The group identified mechanisms of drug resistance applying CML in-vitro models of
imatinib as well as nilotinib resistance. They were able to demonstrate significant
upregulation of the ABCG2 efflux transporter with strong association to deregulation
of specific miRNA. These mechanisms could be reversed only under treatment-naive conditions.
Further investigations revealed substantial changes of gene expression and (epi)genetics,
related established oncogene signaling pathways but interestingly also to cell adhesion
pathways (Kaehler and Cascorbi, 2021).
The final talk in this session was by Belgin Süsleyici (Istanbul, Turkey) on “Precision
Medicine in Routine Turkish Clinical Practice: Now and in the Future”. In recent years,
traditional treatment plans have been augmented by precision medicine approaches.
However, there are still significant issues to be overcome in incorporating these
approaches into routine care and integrating new research data to clinical practice.

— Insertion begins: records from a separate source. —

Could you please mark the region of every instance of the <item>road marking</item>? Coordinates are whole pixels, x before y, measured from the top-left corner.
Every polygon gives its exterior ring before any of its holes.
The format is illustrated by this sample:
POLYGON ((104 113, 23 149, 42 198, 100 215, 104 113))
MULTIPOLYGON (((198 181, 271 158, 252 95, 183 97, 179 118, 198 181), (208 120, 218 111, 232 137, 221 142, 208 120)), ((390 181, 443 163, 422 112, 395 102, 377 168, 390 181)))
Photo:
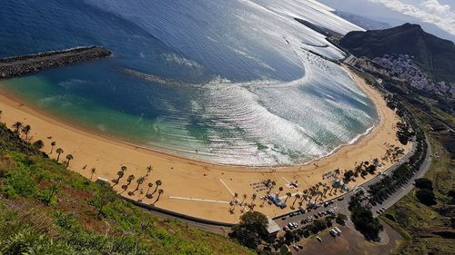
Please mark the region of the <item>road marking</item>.
POLYGON ((175 200, 184 200, 184 201, 207 201, 207 202, 217 202, 217 203, 229 203, 227 201, 213 201, 213 200, 206 200, 206 199, 185 198, 185 197, 175 197, 175 196, 169 196, 169 198, 170 199, 175 199, 175 200))
POLYGON ((225 181, 223 181, 223 180, 221 179, 218 179, 219 181, 221 181, 221 183, 223 183, 223 185, 226 187, 226 189, 229 191, 229 193, 234 196, 234 192, 229 189, 229 187, 228 187, 228 185, 226 185, 225 181))

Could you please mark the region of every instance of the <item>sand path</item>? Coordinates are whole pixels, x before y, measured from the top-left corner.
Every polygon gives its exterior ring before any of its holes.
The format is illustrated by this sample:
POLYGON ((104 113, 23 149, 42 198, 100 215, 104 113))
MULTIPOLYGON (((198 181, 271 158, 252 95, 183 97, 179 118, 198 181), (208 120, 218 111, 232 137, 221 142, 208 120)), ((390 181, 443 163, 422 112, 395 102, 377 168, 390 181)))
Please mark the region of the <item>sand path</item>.
MULTIPOLYGON (((245 201, 248 202, 251 201, 251 195, 257 193, 258 199, 254 201, 257 204, 255 210, 268 216, 273 217, 290 211, 289 206, 281 210, 265 203, 264 207, 261 207, 263 202, 259 197, 266 194, 267 189, 254 190, 250 185, 252 183, 270 179, 277 183, 272 192, 278 192, 278 187, 283 187, 280 196, 285 196, 287 192, 297 193, 318 182, 329 185, 330 179, 323 179, 323 173, 337 168, 343 172, 345 169, 352 169, 355 162, 380 159, 385 155, 389 144, 402 147, 405 152, 411 148, 411 144, 401 146, 397 141, 395 123, 399 122, 399 118, 387 107, 381 95, 367 85, 361 78, 352 75, 376 104, 380 115, 378 125, 355 144, 343 146, 329 157, 308 165, 277 168, 276 171, 271 171, 270 168, 213 165, 111 140, 51 118, 5 91, 0 92, 0 110, 3 111, 1 121, 8 126, 16 121, 30 124, 31 136, 34 140, 41 139, 45 142, 44 151, 46 152, 51 150, 50 142, 56 141, 57 143, 56 148, 60 147, 65 151, 61 158, 65 158, 67 153, 73 154, 74 160, 70 164, 72 171, 90 178, 90 169, 96 168, 94 181, 100 177, 110 181, 116 178, 116 172, 122 165, 126 166, 126 176, 120 180, 118 185, 115 186, 119 192, 123 191, 121 186, 126 182, 129 174, 134 174, 136 179, 145 176, 147 166, 152 165, 153 171, 139 188, 144 193, 136 191, 133 196, 127 194, 136 188, 135 180, 128 190, 123 192, 125 196, 151 203, 156 201, 157 193, 155 193, 152 199, 144 198, 147 183, 153 183, 154 186, 150 189, 152 192, 155 190, 155 181, 160 180, 163 183, 160 189, 164 190, 164 193, 156 206, 199 218, 237 222, 241 215, 241 207, 236 206, 233 213, 228 211, 228 202, 232 201, 233 193, 238 194, 240 201, 244 200, 243 194, 246 194, 248 198, 245 201), (49 136, 52 136, 52 139, 47 139, 49 136), (86 169, 83 170, 85 165, 86 169), (298 181, 298 189, 287 187, 288 181, 298 181)), ((56 158, 56 153, 54 152, 50 156, 56 158)), ((391 165, 391 162, 388 162, 383 163, 382 169, 391 165)), ((359 185, 372 177, 369 175, 365 180, 359 177, 356 182, 350 182, 349 186, 352 188, 359 185)), ((323 191, 323 188, 320 187, 319 191, 323 191)), ((340 194, 340 191, 330 195, 328 191, 324 200, 340 194)), ((289 198, 288 204, 291 204, 294 200, 294 197, 289 198)), ((305 201, 304 205, 307 202, 305 201)))

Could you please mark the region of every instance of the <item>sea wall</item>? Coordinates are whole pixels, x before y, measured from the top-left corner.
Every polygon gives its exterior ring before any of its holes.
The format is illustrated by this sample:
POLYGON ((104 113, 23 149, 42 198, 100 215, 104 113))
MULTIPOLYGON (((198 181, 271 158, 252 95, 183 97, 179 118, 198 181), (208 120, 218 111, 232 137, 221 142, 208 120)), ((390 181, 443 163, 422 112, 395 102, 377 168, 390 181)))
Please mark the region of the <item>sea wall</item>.
POLYGON ((46 69, 109 57, 112 53, 99 46, 77 47, 0 59, 0 79, 9 79, 46 69))

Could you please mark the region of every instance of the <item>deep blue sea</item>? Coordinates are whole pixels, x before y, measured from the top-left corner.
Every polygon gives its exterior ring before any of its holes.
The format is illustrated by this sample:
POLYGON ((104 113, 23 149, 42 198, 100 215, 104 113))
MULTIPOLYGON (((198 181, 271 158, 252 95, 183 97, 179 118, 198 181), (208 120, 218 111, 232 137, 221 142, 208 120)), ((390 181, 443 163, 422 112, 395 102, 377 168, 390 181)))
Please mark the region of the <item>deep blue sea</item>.
POLYGON ((359 29, 314 1, 0 0, 0 57, 114 53, 0 86, 82 128, 188 158, 307 162, 378 115, 345 71, 309 50, 342 52, 293 17, 359 29))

In collaboration with many clinicians and scientists, and with significant support
of the Ministry of Health in Turkey, the group started studies by performing pharmacogenetic
analyses according to the drug-use status of patients from cardiology, oncology, psychiatry
as well as physical therapy and rehabilitation clinics. The effects of CYP2C9 and
VKORC1 polymorphisms on warfarin-dose requirements in Turkish patients were determined
and as a conclusion to the CYP2C9 *2, *3, VKORC1 9041 G>A polymorphisms were found
to explain the considerable proportion of inter-individual variability in warfarin
dose requirement. The individualized metoprolol doses to be used in treatment of heart
rates and blood pressures for cardiac patients and tramadol responses for physical
therapy and rehabilitation patients were related to CYP2D6 genotyping, therefore pharmacogenetic
results of CYP2C6 are being considered before drug prescriptions. In oncology, the
relationships between 5-FU treatment-related adverse events and DPYD, MTHFR and TYMS
gene polymorphisms involved in 5-FU metabolism in colorectal cancer (CRC) patients
were evaluated. Together with genes affecting 5-FU response, the relationship between
bevacizumab use and specific VEGF polymorphisms, have been investigated based on the
survival time and metastasis in colorectal cancer patients. The results obtained from
the PDL-1 checkpoint inhibitor have been used to produce a real-time PCR kit that
is able to help clinicians determine the immunotherapeutics they will be using in
targeted therapies. Based on the assumption that the variations in endothelial-mesenchyme
transformation inducers like SNAI1 and LOXL2, may have synchronous effect on metastases
resulting with malignant phenotype, genotyping results are being recorded for these
gene polymorphisms for their clarification to be used in PGx routine. This data will
contribute to the understanding of both malignancy and the potential of new therapeutic
targets to be used in the treatment processes of various disease.
3.12 Posters
Twenty-five posters (Supplementary) were presented that were classified in two groups
(group 1: “-omics” biomarkers and group 2: Pharmacogenomics). Jaroslav Hubacek and
his team won the “Omics” poster award, granted by The Santorini Conferences Association
(SCs), for their work on the “Apolipoprotein L1 variability is associated with increased
risk of renal failure in the Czech population”. Päivi Hirvensalo and her team won
the “Pharmacogenetics” award, granted by the European Society of Pharmacogenomics
and Personalised Therapy (ESPT), for their work on “Pharmacogenomics of celiprolol”.
4 Conclusion
During the 10th Santorini Conference, we enjoyed high quality talks and poster presentations,
covering a range of recent advances in the area of personalized medicine. World-renowned
scientists discussed state of the art approaches of introducing PGx in the clinical
practice, the use of liquid biopsies in the prognosis of cancer, the use of biomarkers,
genetic and polygenic risk scores and multi-omics in the prediction of cardiometabolic
traits and the implementation of AI in different areas of research and patients’ treatments.
We are looking forward to our next conference scheduled for 21–24 May 2024.